Avant même que Dorilys ait pu donner à Allyxia ce qu'elle lui demandait, le comportement de sa tante changea du tout au tout. En moins de temps qu'il ne fallut pour le dire, la jeune rouquine se retrouva seule au salon. Elle devina sans peine la raison de cet enthousiasme soudain, et choisit de la suivre à distance.

Son cœur s'affola et la jeune fille se plaqua contre le mur au détour du couloir. Que lui arrivait-il? Sa mère l'avait prévenue, pourtant.

** Même si tu le revois, dis-toi que, maintenant, vous en faites plus partis du même monde. Il restera sans doute ton ami, mais vos relations devront s'en tenir à ça. **

Serrant contre elle le petit sachet de racines qu'elle n'avait pas pris le temps de ranger, Dorilys suivit la scène de loin. Oui, c'était bien lui: son ami d'enfance, mais surtout son copain de bêtises. Alors qu'elle allait perdre sa mère, lui retrouvait la sienne. Ce n'était pas juste. Sa gorge se noua. Elle avait envie de pleurer.

S'efforçant de calmer les battements de son cœur, Dorilys préféra s'éclipser avant d'être vue et retourna à la cuisine. Si Ally lui avait demandé le sachet, c'est que Gyldas avait besoin d'une tisane. Elle trouva sans peine une casserole et une tasse. Avant de sortir de la cuisine avec la tisane chaude, elle se décida à avaler son bol de lait refroidit, car son estomac commençait sérieusement à protester. Puis elle se dirigea vers la chambre de sa mère.


Clody
Le voyage avait été long. Clody, accompagnée de ses filles, Doryanne et Abygaëlle, avaient fait la route avec deux de leurs plus fidèles amis Nodo et Amandière. Elle se sentait toujours en sécurité lorsqu’elle voyageait avec eux. Puis, Bermude et Zazous avaient décidé de rentrer à Albi et avaient donc eux aussi fait partie du voyage.

Ils y étaient enfin, le troupeau avait donc élu domicile dans une petite auberge à l’entrée du village. Bermude et sa copine avait quand à eux déjà choisi leur nouvelle maison.

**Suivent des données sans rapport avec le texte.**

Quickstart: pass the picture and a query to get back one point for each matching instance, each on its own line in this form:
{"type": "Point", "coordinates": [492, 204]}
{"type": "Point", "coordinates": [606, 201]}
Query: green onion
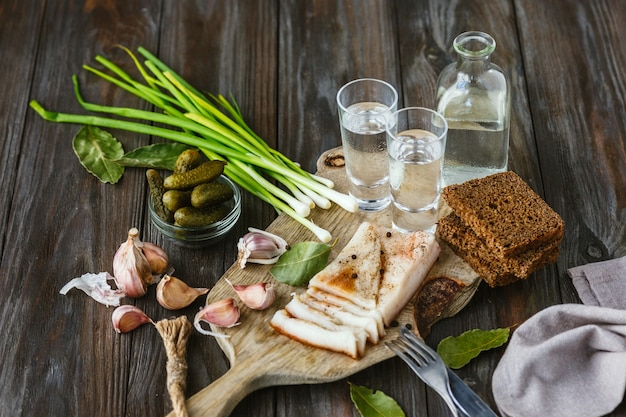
{"type": "Point", "coordinates": [196, 120]}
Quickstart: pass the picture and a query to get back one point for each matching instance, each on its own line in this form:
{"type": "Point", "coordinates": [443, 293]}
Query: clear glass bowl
{"type": "Point", "coordinates": [205, 235]}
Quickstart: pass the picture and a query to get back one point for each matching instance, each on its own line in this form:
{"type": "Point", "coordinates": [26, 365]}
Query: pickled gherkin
{"type": "Point", "coordinates": [206, 172]}
{"type": "Point", "coordinates": [155, 184]}
{"type": "Point", "coordinates": [195, 217]}
{"type": "Point", "coordinates": [210, 194]}
{"type": "Point", "coordinates": [187, 160]}
{"type": "Point", "coordinates": [175, 199]}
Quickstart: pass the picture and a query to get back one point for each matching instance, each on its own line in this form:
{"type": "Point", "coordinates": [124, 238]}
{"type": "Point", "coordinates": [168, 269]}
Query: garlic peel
{"type": "Point", "coordinates": [156, 256]}
{"type": "Point", "coordinates": [127, 318]}
{"type": "Point", "coordinates": [173, 293]}
{"type": "Point", "coordinates": [131, 269]}
{"type": "Point", "coordinates": [261, 247]}
{"type": "Point", "coordinates": [222, 313]}
{"type": "Point", "coordinates": [256, 296]}
{"type": "Point", "coordinates": [96, 286]}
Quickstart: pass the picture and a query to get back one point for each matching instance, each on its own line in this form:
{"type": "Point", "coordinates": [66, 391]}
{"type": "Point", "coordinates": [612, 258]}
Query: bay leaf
{"type": "Point", "coordinates": [374, 404]}
{"type": "Point", "coordinates": [303, 260]}
{"type": "Point", "coordinates": [157, 156]}
{"type": "Point", "coordinates": [97, 151]}
{"type": "Point", "coordinates": [458, 351]}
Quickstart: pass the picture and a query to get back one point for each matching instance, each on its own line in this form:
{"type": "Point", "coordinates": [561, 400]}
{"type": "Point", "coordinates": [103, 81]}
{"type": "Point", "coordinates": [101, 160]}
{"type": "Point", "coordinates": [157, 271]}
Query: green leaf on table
{"type": "Point", "coordinates": [157, 156]}
{"type": "Point", "coordinates": [457, 351]}
{"type": "Point", "coordinates": [374, 404]}
{"type": "Point", "coordinates": [303, 260]}
{"type": "Point", "coordinates": [97, 151]}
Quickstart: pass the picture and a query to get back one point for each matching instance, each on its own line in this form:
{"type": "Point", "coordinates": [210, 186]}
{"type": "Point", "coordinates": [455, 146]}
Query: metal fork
{"type": "Point", "coordinates": [425, 363]}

Fatiguée par la longue route qu’ils avaient parcourus en si peu de jours, elle avait préféré faire ainsi, soit se reposer un jour avant de se rendre chez sa jumelle. Il y avait longtemps qu’elles s’étaient croisées. Lors de son dernier voyage en Alençon, Ally avait bien failli mourir, battue par des militaires normands. Malgré le fait qu’elles ne s’écrivaient que rarement pour ne pas dire presque jamais, Clody pensait souvent à sa rouquine de sœur.

Elle avait eu des nouvelles peu de temps avant d’entreprendre ce voyage, Gygy, la meilleure amie d’Ally était souffrante, c’est tout ce que savait Clody pour l’instant. Elle en saurait d’avantage dès qu’elle se rendrait chez sa sœur.

Le Baron était peut être, quant à lui, déjà arrivé à Albi. Elle le saurait en même temps. Clody et Asti avaient tenté de planifier un bout de chemin ensemble, mais les occupations ducales les avaient retenues Amandière et elle au château, et il avait été impossible de se libérer de leurs obligations avant la fin du mandat. Un peu de vacances bien méritées leurs feraient grand bien à toutes deux. Nodo allait pouvoir lui aussi se reposer quoi qu’il aurait certainement le gout de se balader au marché pour surveiller un peu, dur de changer ses habitudes.

Il y avait longtemps qu’elle était venue à Albi, Shirus et elle étaient passés voir leurs amis après leur mariage, avant de remonter s’installer en Alençon. Elle devrait même se renseigner pour trouver la demeure de sa jumelle, n’étant pas certaine de bien se souvenir du lieu.

Au petit matin du jour suivant elle irait aux nouvelles.